モンシェルリエテで暮らしていた頃、『お金は大事です』と、見習い騎士だったルドは真剣に教えてくれた。けれど、金貨や紙幣を並べられ、その価値を説かれても市井を知らないリシアにはその大事さとやらがどうしても実感出来なかった。
(その頃は城を出て逃げるつもりでいたから、ふたりの親友、ルドとエマはリシアに、「世間一般」というものを必死に教え込もうとしていたのだ。)
だが、商人と客の剣幕に、今やっとその〝大事〟さが理解できた気がして、リシアは内心興奮していた。
──すごい。知らないものばかりだわ。
もちろん、モンシェルリエテとはなにもかもが一緒というわけではないのだろうけれど。それでも眼前に広がる光景に、リシアは、ルドとエマが教えてくれたそれと近しいものを感じていた。
しかし、同時にふたりを思い出してしまい、とたん寂しくなる。
ルドもエマも、元気にしているだろうか。ひどいことになってはいないだろうか。
カイドやアーノルドを疑うわけではないけれど、気がかりで仕方がない。
突然顔を俯かせたリシアに気付いて、カイドが穏やかな声を降らせる。
「リシア、すみません。喉が渇いたのでお茶にしてもいいですか?」
「え? あ、はい」
疲れたと思われたのかもしれない。
慌てて顔を上げれば、カイドのわかりにくい笑顔がそこにあった。
──お忍び、と称した通り。
身分を隠すため、カイドはいつもの軍服ではなく、黒いシャツに深緑色のネクタイ、ダブルボタンのジャケットといった軽装をしていた。リシアもまた市民に紛れるよう、襟元がレース飾りの檸檬色をしたシンプルなワンピースに腕を通している。

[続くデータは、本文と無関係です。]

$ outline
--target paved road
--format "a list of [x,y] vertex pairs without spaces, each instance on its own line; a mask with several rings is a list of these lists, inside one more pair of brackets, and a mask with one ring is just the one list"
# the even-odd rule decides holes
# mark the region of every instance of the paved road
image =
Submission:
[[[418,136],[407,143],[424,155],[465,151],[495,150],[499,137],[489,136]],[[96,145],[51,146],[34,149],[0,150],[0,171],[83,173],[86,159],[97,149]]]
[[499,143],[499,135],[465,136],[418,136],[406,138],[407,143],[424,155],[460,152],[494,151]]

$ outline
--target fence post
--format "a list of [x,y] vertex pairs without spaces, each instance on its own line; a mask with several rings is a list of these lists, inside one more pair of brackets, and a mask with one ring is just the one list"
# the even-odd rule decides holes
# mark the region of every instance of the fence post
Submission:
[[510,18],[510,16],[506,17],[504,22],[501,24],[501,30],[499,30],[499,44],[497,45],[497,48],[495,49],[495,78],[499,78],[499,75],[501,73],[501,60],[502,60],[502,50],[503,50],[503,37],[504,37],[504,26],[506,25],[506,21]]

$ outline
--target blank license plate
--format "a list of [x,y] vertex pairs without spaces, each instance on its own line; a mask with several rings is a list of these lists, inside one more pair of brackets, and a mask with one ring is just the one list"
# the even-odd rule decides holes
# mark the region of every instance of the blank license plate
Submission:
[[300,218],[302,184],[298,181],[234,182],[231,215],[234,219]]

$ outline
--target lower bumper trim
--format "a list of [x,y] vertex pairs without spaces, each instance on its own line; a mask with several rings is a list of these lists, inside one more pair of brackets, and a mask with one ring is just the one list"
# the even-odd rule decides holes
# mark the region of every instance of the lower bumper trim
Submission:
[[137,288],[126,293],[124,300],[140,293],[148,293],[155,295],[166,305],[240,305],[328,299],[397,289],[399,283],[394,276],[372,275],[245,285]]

なお、フィリツアでは銀髪は珍しいらしく、念のため目立つのは避けましょうと、長い髪は今は丁寧にまとめられ、飾りリボンのついた、つばの広い帽子で隠されていた。
カイドに手を引かれるまま、リシアは往来を観察する。
その通りがかった洋服店の軒先。商品を陳列しているガラスケースに映った自分たちを見て、リシアは不思議な気分になった。手を繋いでのんびりと歩いているその姿は、まるで本当の兄妹のようだったから。
やさしい兄さま。
外に出ることに、最初は戸惑いもあったけれど。
貴重な休みを割いてくれた彼には今、感謝しかなかった。